Money Matters: Market corrections benefit the young

By Kimberly DiMaria
The Daily Record Newswire

Every 401(k) investor knows that in order to make the most of your retirement savings, you buy mutual fund investments and hold them for the long term. During market fluctuations, you will reap the rewards of dollar cost averaging; i.e., buying investment shares when prices are low, and benefiting when prices move higher.

Market timing to beat market ups and downs doesn’t work for the average investor, so buying, holding and weathering market downturns is the answer to a healthy retirement next egg, right?

Well, maybe not.

This strategy only works for those in the workforce who have the benefit of another 20 to 30 years until retirement.

For example, the last bear market (from approximately October 2007 to March 2009) experienced about a 52 percent decline. If your 401(k) account declined by 47 percent, as many people experienced, you’ll need to achieve “heroic” returns just to get back to even.

In fact, you would need an 88.68 percent return in order to reach your pre-market drop position. That kind of market return is pretty impossible in the short term, say the next five years.

The last bull market (1982-2000) lasted 17 ? years, with a cumulative return of 1,408.9 percent and an average annualized return of 16.84 percent. What if you’re only five to 10 years away from retirement?

Hopefully you see my point.

“Breaking even” simply isn’t enough when you’re approaching the end of your working life. Wealth accumulation is.

Let’s look at it another way. Historically, our stock market has experienced alternating secular bear and bull markets. Each of the three past bear markets (1906-1921, 1929-1942, 1966-1982) lasted on average 15 years.
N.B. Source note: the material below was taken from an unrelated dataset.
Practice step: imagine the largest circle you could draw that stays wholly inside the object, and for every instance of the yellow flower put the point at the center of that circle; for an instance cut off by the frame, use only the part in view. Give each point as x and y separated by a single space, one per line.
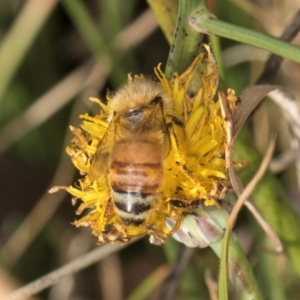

The current bear market is running on nine years and, unless you have a crystal ball, March 2009 may not have been the end. Only time will tell. The bull markets that followed each of those bears did produce some impressive returns, and had some longevity too — anywhere from eight to 24 years in length.

But consider this: if you are 55 to 65, you’ve experienced a 47 percent loss in your account value, and it’s going to take the next five to 10 years to break even, can you retire on that?

George Bernard Shaw’s observation that “youth is wasted on the young” might be appropriate here to some degree. Younger workers have the time to weather an investment storm of ups and downs, but generally don’t have significant capital invested yet. Their older counterparts, however, have the invested capital, just not the time!

So what is the best approach? There are several strategies that older investors — those nearing retirement — might take to protect their nest eggs while continuing to accumulate wealth.

First and foremost: action. Investment apathy is not a good thing. It’s dangerous to simply select investments, put money into a retirement account, and never look back as five, 10, 15 or 20 years go by.

At a minimum, every investor should annually review his or her investment asset allocations.

Based upon the number of years until retirement and risk tolerance, investors should adjust their investment portfolios to make sure they aren’t invested too aggressively or too conservatively to reach their goals.

Second: Continue making contributions. Your chances of accumulating savings for retirement are pretty slim if you fail to put some of your spendable income into a retirement savings account. Also, there’s still a lot of wisdom in dollar cost averaging by buying investments at lower bear market prices.

Third: Seek professional money management advice. If you don’t have the knowledge, time or desire to actively manage your retirement investment account, consider hiring someone who does. Active management is important. Finding a professional who can help you miss most of the bear market downturns and hit most of the bull market upturns could be the key to success for many investors.

Nobody can ever predict what the stock market will do. But don’t wait for the “bear” to leave the room before you take the “bull” by the horns and become an active participant in managing your retirement savings. Use the tools provided by your employer, plan service provider, and investment professional to your advantage, and build your own financially secure retirement.